President Obama has repeatedly touted Yemen as his model for a successful counterterrorism strategy. Its low-cost approach and extremely limited US footprint are appealing; and it relies on the administration’s favorite counter-terrorism tool: airstrikes.
Recognizing the failure of the model in Yemen would call the administration’s entire counter-terrorism approach into question. It’s no surprise, then, that the White House continues to say that Yemen is a success despite the complete collapse of the country, the rise of Iranian influence there, the regrowth of al Qaeda in the Arabian Peninsula, and the emergence of an ISIS splinter group.

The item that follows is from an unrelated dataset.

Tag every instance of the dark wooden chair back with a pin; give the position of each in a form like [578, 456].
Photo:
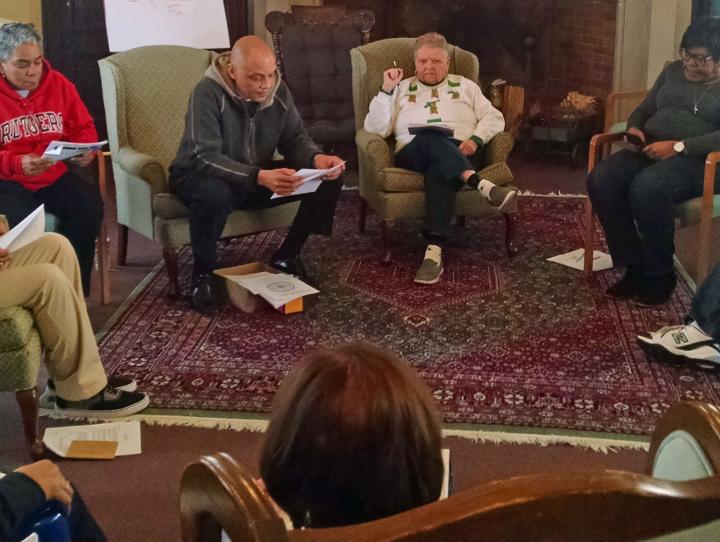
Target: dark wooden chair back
[587, 505]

Since President Obama’s remarks last June and again in September, a coup forcibly replaced America’s legitimate counter-terrorism partner in Yemen, President Abdu Rabbu Mansour Hadi, with the Iranian-backed al Houthi movement. The al Houthi takeover effectively ended intelligence-sharing with Yemeni organizations, military cooperation, and military training and launched a civil war, which Hadi is losing. The US closed its embassy in Sana’a in February. It withdrew its remaining personnel from al Anad airbase in Lahij governorate after an ISIS attack in the capital and there have been reports of ISIS militants in Lahij. The al Houthis seized the airbase within days and advanced on Hadi’s positions. And yet, White House spokesman Josh Earnest continued to point to Yemen as a “template,” even when pressed after Hadi fled the country, and again after the start of Saudi airstrikes. If this is success, what would failure look like?